The invasion and subsequent subjugation of Russia at the hands of the Mongols
most certainly had a significant impact on the development and rise of the Russia known
and recognized today. It is certain that the domination of Rus for two hundred years by a
foreign entity, such as the Golden Horde, would impart some degree of influence over the
social, political and economic spheres of Russia. The Tartars left the Russians more
politically unified than when they initially invaded; they broadened and diversified
Russia’s trade network, and they expanded and sponsored the Orthodox Church, giving
the organisation more power and influence than it had previously enjoyed. It is
unfortunate that the Mongols contributed to the prominence of serfdom within Russia, a
legacy that has had a significant impact on recent history. One of the more significant
results of Mongolian-rule was the rise of Muscovy as the strongest principality in Russia,
heralding a new era of a Moscow-centred Russian government; an era that would have a
lasting impact on the development of modern Russia. It is hard to determine, with any
certainty, whether Mongolian rule was either positive or negative. There were certainly
beneficial elements to the Tartar yoke, and there were areas where the Russian people
most definitely suffered. It is fair to say, then, that while Russia had been damaged in
many ways by the Golden Horde, Tartar-subjugation imparted many political and
administrative reforms on the region that, ultimately, left Russia in a far better position to
establish a strong, unified and centralised government—a far cry from the divided and
petty infighting that had plagued Russia before the Golden Horde arrived.
David Trenholm
Bibliography
Charques, Richard. A Short History of Russia. London: Phoenix House, 1962.
Dukes, Paul. A History of Russia: Medieval, Modern and Contemporary. London: The Macmillian Press, 1974.

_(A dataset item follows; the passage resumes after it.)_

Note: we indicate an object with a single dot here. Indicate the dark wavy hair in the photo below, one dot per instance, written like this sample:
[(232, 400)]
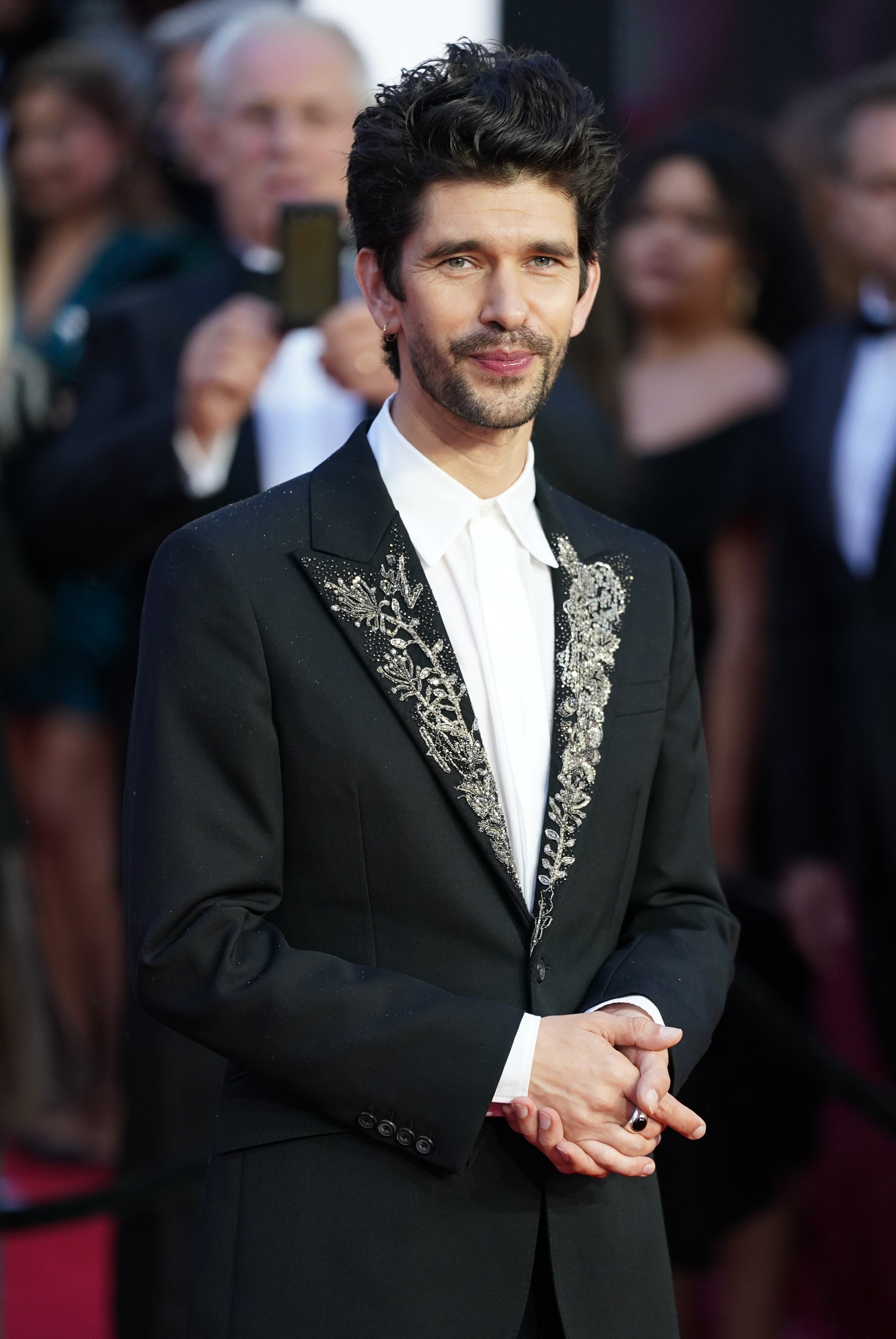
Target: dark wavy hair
[(480, 113), (761, 211)]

Halperin, Charles J. “Soviet Historiography on Russia and the Mongols.” Russian Review, 41, 3. (1982): 306-322.
Moss, Walter G. A History of Russia: Volume 1: To 1917 London, UK: Anthem Press, 2005.
Pares, Bernard. A History of Russia. New York: Alfred A. Knopf, 1958.
Vernadsky, George. “Feudalism in Russia.” Speculum, 14, 3. (1939): 300-323.
Vernadsky, George. A History of Russia: The Mongols and Russia. New Haven and London: Yale University Press, 1966.